The product information is a key document in the regulatory process. It is the means by which the DRA agrees with the company the approved circumstances of use, including indications, patient populations, contraindications, warnings, etc., based on available information on safety and efficacy. It determines how the company may promote the product (see Annex 8), and in large measure it dictates how the product will be used in clinical practice. It is the means of communication between the pharmaceutical company and the health professions, especially the prescriber, and should be a publicly available document. Marketing authorization holders should be encouraged to make product information available on request to enquirers, including patients and health practitioners. It is desirable for DRAs to publish approved product information if resources permit.

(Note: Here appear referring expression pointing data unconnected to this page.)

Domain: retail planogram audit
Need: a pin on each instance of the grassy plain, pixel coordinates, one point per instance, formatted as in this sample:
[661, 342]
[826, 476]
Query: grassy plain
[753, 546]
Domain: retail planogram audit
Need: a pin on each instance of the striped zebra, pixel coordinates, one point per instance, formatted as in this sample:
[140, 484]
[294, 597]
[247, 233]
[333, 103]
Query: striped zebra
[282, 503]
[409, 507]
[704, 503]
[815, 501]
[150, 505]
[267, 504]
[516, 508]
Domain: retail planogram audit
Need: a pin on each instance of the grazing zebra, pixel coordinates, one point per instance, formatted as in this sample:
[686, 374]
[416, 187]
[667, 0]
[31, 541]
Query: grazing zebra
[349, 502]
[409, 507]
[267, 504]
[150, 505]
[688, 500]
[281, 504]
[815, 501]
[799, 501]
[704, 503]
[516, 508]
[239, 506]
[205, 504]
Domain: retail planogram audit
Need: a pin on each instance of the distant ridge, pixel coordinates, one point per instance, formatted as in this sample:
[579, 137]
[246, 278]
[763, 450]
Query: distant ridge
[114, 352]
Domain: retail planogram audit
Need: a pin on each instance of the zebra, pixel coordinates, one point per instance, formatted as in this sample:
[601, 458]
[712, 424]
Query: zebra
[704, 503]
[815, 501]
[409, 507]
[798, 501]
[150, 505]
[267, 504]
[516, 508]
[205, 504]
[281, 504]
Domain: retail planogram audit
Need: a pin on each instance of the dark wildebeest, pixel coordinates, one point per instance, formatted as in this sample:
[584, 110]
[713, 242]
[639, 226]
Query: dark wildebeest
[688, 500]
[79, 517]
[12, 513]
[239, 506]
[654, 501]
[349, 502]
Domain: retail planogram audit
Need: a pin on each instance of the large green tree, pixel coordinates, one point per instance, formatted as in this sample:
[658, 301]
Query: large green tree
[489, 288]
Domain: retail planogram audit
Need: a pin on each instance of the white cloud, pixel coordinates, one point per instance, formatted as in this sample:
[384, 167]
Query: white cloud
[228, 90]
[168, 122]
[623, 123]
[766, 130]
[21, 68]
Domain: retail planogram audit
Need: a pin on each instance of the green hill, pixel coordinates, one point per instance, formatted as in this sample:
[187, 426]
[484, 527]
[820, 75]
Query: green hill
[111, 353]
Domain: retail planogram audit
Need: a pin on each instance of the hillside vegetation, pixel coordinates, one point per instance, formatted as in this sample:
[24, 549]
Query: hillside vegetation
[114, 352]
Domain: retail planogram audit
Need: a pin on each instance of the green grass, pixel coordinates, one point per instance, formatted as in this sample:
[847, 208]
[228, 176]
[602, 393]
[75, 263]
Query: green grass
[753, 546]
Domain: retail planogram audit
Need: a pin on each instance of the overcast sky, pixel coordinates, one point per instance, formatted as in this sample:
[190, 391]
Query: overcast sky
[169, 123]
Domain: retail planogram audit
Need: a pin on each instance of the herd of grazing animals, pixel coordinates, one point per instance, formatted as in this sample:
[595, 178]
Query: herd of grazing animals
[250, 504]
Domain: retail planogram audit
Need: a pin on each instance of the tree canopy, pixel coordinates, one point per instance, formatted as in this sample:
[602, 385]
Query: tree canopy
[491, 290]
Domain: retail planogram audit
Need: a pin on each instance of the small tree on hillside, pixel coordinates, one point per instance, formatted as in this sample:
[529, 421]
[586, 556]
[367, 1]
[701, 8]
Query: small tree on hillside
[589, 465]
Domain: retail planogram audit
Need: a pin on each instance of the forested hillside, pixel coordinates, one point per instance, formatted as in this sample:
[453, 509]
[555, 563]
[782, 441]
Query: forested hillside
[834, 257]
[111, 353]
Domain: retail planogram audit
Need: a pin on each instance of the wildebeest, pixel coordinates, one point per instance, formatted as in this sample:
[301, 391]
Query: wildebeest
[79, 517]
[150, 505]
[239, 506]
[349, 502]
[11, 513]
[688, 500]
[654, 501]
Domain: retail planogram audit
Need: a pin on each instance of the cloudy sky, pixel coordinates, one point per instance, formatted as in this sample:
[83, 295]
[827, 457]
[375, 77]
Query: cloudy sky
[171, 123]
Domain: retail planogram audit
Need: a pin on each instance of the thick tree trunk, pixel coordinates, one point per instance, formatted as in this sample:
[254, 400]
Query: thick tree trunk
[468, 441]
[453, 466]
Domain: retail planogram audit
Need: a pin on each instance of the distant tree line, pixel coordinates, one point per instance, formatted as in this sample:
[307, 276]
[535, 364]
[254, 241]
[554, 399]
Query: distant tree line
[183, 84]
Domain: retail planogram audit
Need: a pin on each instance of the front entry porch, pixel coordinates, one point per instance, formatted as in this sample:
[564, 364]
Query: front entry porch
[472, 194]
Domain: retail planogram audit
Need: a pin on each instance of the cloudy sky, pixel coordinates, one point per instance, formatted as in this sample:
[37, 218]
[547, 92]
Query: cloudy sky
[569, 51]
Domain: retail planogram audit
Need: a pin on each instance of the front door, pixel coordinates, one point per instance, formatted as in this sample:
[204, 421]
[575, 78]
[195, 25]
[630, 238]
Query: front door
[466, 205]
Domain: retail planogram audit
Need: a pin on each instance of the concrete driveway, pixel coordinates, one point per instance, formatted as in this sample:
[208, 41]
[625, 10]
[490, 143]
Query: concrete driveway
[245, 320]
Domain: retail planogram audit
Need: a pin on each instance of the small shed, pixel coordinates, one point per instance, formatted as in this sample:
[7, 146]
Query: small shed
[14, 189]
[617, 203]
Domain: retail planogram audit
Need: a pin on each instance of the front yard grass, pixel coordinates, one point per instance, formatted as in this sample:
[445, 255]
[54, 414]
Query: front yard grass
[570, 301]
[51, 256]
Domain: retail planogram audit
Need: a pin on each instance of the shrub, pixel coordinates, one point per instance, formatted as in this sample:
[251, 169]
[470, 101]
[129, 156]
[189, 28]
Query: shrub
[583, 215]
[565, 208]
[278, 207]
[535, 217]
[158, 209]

Because of its critical role, the product information and its status should be defined in law. For flexibility, the law can lay down a requirement for a document that meets guidelines issued by the DRA. The guidelines can then be updated as the need arises.
The minimum product information provided should be that listed in the sample product information sheet (see Appendix to Annex 8). A copy of the agreed product information should accompany the certificate of marketing authorization when it is despatched by the DRA.
It is not normally acceptable to have two equivalent multisource products on the same market with product information that does not match. In general, one or both sets of the product information will have to be amended so that they are not inconsistent and are as close as possible to each other, although the wording need not be identical. Differences in product information may have to be tolerated in certain situations, particularly where local legislation allows new uses to be patented (new indications in the case of pharmaceuticals) or where market exclusivity arrangements apply. Further comment on the review of product information may be found in Annex 7.
Variations to product information which only add new safety restrictions should be permitted without prior approval but must be notified to the DRA. The model marketing authorization letter set out in Annex 9 incorporates this provision.
The advice of the expert advisory body is useful in finalizing product information, particularly to take advantage of expertise relating to local circumstances and endemic diseases.